03 - In a separate bowl, whisk together the flour, baking powder, and salt. Gradually add the dry mixture to the wet ingredients, mixing on low speed until just combined. Cover the dough and refrigerate for 20 minutes to firm up.
04 - While the dough chills, beat the softened cream cheese, 1/3 cup of sugar, and 1 teaspoon of vanilla extract in a small bowl until completely smooth and creamy. Set aside.

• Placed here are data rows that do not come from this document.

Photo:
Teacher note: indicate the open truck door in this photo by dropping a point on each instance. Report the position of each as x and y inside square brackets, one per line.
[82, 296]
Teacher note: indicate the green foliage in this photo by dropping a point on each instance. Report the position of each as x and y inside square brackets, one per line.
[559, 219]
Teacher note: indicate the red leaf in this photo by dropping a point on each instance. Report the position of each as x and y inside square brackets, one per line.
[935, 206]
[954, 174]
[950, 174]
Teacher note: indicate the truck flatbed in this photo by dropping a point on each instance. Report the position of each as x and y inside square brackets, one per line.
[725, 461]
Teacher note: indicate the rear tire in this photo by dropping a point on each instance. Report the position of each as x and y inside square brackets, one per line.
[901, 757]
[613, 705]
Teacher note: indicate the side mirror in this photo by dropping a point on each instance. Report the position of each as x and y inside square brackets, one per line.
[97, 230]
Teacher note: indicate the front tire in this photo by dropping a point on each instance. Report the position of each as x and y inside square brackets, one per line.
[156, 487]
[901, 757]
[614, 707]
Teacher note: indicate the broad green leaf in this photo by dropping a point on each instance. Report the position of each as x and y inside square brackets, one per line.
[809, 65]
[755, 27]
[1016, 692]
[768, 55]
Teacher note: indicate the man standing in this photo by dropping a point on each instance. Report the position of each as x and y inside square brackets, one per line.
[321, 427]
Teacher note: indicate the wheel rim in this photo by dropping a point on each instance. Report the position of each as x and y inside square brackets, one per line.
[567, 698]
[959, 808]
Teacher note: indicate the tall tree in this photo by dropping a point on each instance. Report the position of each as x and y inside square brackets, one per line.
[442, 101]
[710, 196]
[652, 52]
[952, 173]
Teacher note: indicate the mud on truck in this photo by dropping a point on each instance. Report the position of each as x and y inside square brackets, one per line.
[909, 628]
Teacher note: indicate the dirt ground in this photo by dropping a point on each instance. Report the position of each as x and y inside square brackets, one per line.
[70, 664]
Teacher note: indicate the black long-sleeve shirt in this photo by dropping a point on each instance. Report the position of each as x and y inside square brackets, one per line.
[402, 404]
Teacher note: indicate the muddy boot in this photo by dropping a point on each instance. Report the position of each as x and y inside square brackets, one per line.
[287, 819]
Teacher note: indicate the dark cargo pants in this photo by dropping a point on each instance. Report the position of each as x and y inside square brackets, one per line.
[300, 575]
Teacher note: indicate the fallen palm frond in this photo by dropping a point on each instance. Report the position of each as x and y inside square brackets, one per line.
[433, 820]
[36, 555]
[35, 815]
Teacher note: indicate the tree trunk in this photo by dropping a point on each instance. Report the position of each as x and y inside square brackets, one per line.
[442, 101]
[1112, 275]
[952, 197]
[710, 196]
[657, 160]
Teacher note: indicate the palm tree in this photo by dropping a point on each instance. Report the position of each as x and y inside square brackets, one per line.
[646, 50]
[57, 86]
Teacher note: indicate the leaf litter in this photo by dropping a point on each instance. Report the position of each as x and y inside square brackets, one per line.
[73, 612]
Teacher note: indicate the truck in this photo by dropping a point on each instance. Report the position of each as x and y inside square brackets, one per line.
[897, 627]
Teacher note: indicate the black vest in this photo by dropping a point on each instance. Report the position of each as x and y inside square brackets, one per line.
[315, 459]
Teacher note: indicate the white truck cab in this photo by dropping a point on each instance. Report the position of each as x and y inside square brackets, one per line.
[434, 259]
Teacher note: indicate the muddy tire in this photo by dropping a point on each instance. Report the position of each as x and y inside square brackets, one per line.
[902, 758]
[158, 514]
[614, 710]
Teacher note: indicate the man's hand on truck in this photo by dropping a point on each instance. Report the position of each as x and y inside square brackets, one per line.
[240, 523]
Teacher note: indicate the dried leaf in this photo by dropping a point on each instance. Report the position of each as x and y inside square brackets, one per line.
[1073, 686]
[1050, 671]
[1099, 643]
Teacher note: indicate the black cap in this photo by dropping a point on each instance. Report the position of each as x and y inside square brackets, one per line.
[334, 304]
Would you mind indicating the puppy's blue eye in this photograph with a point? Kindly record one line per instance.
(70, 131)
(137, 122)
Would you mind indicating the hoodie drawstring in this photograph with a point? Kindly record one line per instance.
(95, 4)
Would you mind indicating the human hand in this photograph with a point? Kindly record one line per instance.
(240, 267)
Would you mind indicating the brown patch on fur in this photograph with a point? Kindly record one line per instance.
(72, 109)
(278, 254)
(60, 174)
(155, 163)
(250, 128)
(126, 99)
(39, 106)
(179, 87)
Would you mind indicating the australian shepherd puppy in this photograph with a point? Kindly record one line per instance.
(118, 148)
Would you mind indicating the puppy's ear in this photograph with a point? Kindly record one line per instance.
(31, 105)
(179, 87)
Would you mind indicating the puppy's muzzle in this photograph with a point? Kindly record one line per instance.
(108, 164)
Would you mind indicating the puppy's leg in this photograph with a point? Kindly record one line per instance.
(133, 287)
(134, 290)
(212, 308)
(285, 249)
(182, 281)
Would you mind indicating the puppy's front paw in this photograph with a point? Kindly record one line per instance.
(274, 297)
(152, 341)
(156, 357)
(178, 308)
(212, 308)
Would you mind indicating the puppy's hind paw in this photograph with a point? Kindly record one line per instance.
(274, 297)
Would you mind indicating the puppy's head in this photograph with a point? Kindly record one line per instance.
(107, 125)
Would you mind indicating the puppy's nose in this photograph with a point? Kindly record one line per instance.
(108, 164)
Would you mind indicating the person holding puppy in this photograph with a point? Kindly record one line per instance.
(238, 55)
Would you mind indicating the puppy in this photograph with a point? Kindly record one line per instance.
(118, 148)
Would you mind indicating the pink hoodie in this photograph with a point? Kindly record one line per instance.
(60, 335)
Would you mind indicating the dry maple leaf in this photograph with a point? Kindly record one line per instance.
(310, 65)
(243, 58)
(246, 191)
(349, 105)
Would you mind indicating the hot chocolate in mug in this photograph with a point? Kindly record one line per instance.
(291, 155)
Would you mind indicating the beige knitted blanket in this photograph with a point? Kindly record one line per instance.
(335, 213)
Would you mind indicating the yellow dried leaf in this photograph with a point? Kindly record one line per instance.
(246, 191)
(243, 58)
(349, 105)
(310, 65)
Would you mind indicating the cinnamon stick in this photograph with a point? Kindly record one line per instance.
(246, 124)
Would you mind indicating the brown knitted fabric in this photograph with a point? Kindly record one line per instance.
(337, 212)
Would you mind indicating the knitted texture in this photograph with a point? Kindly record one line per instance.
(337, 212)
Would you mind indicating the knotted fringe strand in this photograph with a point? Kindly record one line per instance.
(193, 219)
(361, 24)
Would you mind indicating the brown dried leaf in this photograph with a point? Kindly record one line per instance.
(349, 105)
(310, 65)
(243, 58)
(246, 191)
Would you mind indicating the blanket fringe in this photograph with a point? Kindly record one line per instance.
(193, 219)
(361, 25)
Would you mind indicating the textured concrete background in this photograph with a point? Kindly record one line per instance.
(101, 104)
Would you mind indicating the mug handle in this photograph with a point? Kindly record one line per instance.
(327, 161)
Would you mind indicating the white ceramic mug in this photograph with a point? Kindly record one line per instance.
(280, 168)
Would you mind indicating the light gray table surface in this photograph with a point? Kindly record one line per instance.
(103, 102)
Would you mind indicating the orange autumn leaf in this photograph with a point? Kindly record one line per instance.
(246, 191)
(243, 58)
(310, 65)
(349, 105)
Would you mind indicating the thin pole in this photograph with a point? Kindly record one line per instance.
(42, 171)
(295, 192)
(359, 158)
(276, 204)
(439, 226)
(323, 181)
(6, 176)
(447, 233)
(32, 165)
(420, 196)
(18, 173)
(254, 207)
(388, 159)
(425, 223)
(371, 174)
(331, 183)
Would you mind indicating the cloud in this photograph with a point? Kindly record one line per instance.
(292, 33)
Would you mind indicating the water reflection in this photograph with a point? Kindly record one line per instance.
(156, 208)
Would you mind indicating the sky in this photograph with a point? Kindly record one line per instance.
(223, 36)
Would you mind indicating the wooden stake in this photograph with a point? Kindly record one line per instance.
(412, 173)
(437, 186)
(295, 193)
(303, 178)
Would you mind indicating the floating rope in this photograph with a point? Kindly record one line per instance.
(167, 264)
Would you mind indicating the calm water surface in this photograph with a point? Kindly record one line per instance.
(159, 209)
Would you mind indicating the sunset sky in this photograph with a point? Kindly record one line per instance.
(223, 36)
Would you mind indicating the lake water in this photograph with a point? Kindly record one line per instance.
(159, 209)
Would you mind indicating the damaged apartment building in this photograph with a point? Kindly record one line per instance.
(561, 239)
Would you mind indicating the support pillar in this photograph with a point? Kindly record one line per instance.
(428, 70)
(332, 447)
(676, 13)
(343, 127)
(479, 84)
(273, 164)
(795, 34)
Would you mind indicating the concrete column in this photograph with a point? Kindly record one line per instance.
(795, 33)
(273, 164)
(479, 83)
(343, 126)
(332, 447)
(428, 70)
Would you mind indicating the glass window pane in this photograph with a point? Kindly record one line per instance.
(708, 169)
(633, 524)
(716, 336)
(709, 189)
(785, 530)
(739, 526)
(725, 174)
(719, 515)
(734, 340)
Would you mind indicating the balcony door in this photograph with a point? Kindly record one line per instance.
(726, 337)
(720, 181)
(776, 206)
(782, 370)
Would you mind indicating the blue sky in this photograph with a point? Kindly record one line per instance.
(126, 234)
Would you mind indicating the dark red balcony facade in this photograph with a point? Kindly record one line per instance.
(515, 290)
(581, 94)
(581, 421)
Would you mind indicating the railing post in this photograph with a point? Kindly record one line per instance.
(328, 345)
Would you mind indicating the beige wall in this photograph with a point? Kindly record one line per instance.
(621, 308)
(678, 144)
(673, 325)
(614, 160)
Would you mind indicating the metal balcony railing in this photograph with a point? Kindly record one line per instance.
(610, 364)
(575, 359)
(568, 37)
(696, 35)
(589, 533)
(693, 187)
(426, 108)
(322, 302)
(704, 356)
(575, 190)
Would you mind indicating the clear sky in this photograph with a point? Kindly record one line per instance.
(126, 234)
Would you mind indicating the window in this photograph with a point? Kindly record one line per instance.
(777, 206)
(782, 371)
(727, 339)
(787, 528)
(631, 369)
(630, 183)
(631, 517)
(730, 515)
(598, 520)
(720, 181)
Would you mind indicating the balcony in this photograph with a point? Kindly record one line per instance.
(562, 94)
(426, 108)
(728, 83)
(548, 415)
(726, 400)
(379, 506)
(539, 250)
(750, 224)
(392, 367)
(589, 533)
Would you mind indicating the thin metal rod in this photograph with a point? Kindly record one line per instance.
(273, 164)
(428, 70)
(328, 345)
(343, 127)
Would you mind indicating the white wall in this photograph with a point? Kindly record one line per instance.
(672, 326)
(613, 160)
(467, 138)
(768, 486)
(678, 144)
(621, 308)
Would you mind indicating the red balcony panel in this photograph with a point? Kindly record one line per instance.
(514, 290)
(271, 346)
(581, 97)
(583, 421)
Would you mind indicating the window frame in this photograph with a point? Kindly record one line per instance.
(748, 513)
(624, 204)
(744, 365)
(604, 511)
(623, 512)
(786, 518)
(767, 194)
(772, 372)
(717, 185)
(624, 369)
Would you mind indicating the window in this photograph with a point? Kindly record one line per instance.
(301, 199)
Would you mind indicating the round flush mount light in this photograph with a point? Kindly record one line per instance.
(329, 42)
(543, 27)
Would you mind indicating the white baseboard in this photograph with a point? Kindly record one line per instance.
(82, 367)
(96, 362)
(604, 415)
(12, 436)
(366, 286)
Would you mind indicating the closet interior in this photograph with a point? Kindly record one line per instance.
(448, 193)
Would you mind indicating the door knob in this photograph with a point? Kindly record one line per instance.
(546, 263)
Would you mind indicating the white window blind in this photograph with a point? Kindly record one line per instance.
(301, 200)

05 - Roll tablespoon-sized portions of the chilled dough into balls and place them on the prepared baking sheets, spacing about 2 inches apart. Press your thumb into the center of each ball to create a deep well. Spoon approximately 1 teaspoon of the cheesecake filling into each indentation.
06 - Bake for 11–13 minutes, until the cookie edges are set and lightly golden. Allow the cookies to rest on the baking sheets for 5 minutes, then transfer to a wire cooling rack.
07 - Place the caramel candies and heavy cream in a microwave-safe bowl. Heat in 30-second intervals, stirring between each burst, until the mixture is completely smooth and pourable. Drizzle the warm caramel generously over each cooled cookie. Allow the caramel to set before serving.